28 Jul PROOF OF TESTATOR SIMULATION AND DEADLINES
The plaintiff has the obligation to prove testator simulation. In other words, the plaintiff must prove the agreement in order to win the case. Matters that can prove the agreement, such as the fact that a person has sold out of the blue without needing money, the real estate that has been sold has been sold below its value, the sale process has been carried out close to the death of the person, if the plaintiff proves the muris agreement will be proven and the case will be won.
WHAT ARE THE LEGAL REMEDIES THAT CAN BE APPLIED AGAINST TESTATOR SIMULATION?
All heirs who have lost their rights against testator simulation can file a lawsuit and claim first of all the invalidity of the contract of sale officially concluded on the basis of simulation or the maintenance contract until death, and then the cancellation of the land registry made on the basis of it.
HOW LONG WILL THE TESTATOR SIMULATION CASE LAST?

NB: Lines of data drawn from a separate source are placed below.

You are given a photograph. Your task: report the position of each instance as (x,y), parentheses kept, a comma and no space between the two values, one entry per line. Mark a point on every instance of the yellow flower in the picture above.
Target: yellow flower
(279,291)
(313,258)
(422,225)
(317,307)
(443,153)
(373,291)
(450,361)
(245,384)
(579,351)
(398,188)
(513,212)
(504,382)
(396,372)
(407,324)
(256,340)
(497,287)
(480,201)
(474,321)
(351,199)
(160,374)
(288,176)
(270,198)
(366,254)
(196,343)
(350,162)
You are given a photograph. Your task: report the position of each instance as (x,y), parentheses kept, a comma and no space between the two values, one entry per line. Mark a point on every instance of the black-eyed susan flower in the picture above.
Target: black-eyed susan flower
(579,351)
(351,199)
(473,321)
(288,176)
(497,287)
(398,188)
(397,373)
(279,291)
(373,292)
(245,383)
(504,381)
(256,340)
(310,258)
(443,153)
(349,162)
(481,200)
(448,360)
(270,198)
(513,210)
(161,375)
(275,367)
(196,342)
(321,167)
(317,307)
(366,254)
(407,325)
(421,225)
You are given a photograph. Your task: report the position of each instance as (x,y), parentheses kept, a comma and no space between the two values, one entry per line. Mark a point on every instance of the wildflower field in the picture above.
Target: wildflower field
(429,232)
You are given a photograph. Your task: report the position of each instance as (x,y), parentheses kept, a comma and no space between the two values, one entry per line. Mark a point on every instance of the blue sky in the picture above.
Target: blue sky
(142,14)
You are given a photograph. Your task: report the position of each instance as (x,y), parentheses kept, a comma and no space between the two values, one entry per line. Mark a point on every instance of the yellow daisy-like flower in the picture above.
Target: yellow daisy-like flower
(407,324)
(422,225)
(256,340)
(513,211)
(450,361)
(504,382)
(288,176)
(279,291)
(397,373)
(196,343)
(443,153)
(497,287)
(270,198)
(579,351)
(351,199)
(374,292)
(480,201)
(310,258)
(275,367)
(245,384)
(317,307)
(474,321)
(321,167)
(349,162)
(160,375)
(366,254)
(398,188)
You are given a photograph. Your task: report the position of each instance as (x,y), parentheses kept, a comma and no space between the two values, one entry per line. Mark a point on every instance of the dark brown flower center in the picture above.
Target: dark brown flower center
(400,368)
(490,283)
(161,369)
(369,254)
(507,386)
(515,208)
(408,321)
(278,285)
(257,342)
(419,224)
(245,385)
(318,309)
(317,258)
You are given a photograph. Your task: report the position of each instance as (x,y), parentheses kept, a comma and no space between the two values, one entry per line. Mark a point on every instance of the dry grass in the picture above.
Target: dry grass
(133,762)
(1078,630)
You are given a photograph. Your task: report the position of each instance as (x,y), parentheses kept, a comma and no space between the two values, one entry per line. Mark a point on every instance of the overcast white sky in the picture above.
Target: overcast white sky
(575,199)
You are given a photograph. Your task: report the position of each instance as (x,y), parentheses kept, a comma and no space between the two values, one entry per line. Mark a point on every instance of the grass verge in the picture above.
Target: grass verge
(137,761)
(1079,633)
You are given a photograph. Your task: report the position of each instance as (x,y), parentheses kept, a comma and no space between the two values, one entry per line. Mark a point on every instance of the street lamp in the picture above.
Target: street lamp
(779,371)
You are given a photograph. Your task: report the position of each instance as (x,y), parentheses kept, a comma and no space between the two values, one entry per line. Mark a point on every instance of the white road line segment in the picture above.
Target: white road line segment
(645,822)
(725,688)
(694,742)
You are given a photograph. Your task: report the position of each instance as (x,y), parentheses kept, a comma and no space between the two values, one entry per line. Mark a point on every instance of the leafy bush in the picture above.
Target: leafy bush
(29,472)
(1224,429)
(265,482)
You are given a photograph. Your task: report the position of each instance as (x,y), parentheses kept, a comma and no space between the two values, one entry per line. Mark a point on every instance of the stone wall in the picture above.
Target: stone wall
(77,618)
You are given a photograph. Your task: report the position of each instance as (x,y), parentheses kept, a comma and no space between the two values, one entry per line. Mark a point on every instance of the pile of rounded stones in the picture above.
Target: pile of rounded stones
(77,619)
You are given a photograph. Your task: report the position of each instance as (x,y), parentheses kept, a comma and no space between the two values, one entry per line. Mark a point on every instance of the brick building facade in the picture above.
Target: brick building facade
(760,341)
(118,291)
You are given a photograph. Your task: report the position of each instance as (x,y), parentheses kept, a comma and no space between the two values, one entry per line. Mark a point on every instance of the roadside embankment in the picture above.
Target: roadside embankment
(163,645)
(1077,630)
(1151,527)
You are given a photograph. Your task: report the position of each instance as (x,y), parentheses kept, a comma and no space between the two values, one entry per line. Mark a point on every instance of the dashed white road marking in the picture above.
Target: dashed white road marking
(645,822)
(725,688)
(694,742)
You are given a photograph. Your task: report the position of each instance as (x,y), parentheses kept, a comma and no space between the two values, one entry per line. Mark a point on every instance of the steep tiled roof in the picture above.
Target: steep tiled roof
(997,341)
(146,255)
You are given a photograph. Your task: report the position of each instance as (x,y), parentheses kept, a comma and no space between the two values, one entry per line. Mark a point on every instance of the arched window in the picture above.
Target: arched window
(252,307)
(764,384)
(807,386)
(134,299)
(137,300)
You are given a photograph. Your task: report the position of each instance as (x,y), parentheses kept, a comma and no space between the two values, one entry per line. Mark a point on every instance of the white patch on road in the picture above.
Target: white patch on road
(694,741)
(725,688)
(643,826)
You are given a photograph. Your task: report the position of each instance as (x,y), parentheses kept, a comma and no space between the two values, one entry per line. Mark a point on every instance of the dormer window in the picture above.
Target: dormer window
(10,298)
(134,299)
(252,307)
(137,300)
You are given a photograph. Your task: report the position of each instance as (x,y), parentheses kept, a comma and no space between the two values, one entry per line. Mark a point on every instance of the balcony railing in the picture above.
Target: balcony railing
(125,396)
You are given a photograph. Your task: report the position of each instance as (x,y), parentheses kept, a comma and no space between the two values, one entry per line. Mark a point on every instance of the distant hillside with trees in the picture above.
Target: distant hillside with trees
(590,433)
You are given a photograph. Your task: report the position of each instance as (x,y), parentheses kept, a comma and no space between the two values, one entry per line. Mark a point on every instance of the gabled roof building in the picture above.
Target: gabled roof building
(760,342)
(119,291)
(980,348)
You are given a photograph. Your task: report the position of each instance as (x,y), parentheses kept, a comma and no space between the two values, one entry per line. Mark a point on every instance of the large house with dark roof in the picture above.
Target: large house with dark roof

At this point, it will be necessary to draw attention to the fact that it is very difficult and difficult to prove simulation contracts. The case Law of the Supreme Court has established a number of criteria in relation to this issue. For example, the court may reach a conclusion about whether the testator has a rightful reason for concluding the contract, examining issues such as the difference between the sale price and the actual value at the date of the contract, and whether it is a Decency. Therefore, the question of how long the case of simulation will last will be shaped according to the concrete event, and it can be said that the important point is to reflect the true will of the muris. There is no statute of limitations and no time limit for lawsuits filed due to simulation . Therefore, a lawsuit can be filed at any time after the death of the murisin.
Since testator simulation constitutes one of the corrupt registration cases and causes the loss of the rights of the heirs, the title deed cancellation and registration case can be filed for
CASES AND DECISIONS OF THE SUPREME COURT OF CASSATION THAT ARE NOT CONSIDERED TO BE TESTATOR SIMULATION
The Supreme Court has not accepted some cases as a muris case. Some of these situations are;
–If the assets subject to the agreement were sold by another third party, not by muris, that is, if the sale was made between the third party and the person with whom the testator made the agreed transaction, the real estate is not considered to be muris’s agreement, even if the money is paid by the test Dec.
-In the event that the person to whom the bequeathed money donated buys real estate with this money, the simulation claim is also not accepted.
-In the event that the testator arranges debt securities, the testator simulation case cannot be filed again, only if there are conditions, the tenkis case can be filed.
– The value of the goods subject to sale does not necessarily have to be money, in other words, this provision can also be given as a good or service. The defendant, whose real estate has been transferred to him, does not intend to smuggle goods from the transferred heirs in the title deed, since it meets the maintenance and needs of the testator. For this reason, the title deed is rejected even if the cancellation and registration case is filed.